From an electrophysiologic standpoint, Fishman et al. (2002a) hold the view that a prolongation of the peroneal H-reflex (3SD or more) when tested with the patient in FAIR position (activating the piriformis muscle; see Table 7.1) is helpful in diagnosis of piriformis syndrome. This view has been challenged by Campbell and Landau (2008) based on their own experience and support from the literature noting that peroneal H-reflex test is technically very difficult to perform and often is not obtainable in asymptomatic subjects.
Treatment of the Piriformis Syndrome (PS)

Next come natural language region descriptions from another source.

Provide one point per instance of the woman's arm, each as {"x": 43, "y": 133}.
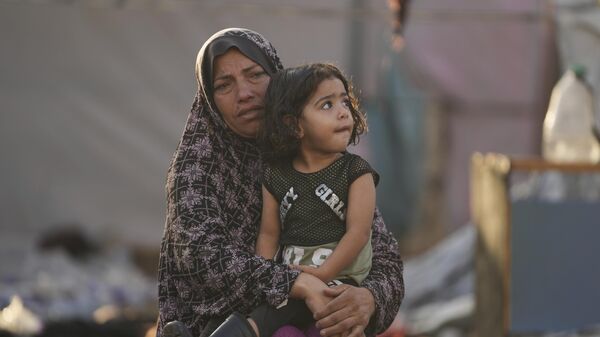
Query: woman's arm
{"x": 374, "y": 305}
{"x": 270, "y": 228}
{"x": 359, "y": 217}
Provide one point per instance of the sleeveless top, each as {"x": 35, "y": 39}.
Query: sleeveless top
{"x": 312, "y": 209}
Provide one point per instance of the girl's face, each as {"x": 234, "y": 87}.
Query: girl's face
{"x": 326, "y": 122}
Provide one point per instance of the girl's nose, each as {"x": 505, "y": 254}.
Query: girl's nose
{"x": 343, "y": 111}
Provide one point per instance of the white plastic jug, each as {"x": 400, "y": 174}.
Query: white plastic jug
{"x": 568, "y": 127}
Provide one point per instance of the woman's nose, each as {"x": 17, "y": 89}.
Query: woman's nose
{"x": 246, "y": 90}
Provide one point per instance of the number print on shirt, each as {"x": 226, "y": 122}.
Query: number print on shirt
{"x": 295, "y": 255}
{"x": 286, "y": 203}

Treatment of PS consists of non-pharmacological measures such as physical therapy as well as medical and surgical approaches (Papadopoulos and Khan 2004; Kirschner et al. 2009; Jankovic et al. 2013). Physical therapy, as the first approach, focuses on stretching exercises of the piriformis muscle. A part of the program includes FAIR maneuver which, at the beginning, may be uncomfortable due to the associated induced pain. Gulledge et al. (2014) presented a refined stretching technique which lengthens the piriformis muscle. Heat and ultrasound therapy may enhance the effects of the stretching exercises (Krishner et al. 2012). Common analgesic agents, nonsteroidal anti-inflammatory drugs, and muscle relaxants focused on neuropathic pain (gabapentin and pregabalin) may be tried.
When oral medications fail and chronic pain interferes with daily tasks, injection of anesthetic agents or corticosteroids into the piriformis muscle can relieve pain. Unfortunately, high-quality studies are not available to define the efficacy of such injections in the piriformis syndrome. In a large retrospective study, however, Fishman and coworkers (2002b) reported their 10-year experience with over 500 PS patients who received these injections. In most patients, injections were done via anatomical landmarks and without EMG guidance. Each patient received 1.5 ml of 2 % lidocaine mixed with 0.5 ml (20 mg) of triamcinolone. The injecting needle was 3.5 in. long (gauge 23–25). Patients were followed every few months up to 48 months; significant improvement of pain was noted in 71 % of the patients. The duration of pain relief after steroid injections is unclear and deserves further investigation.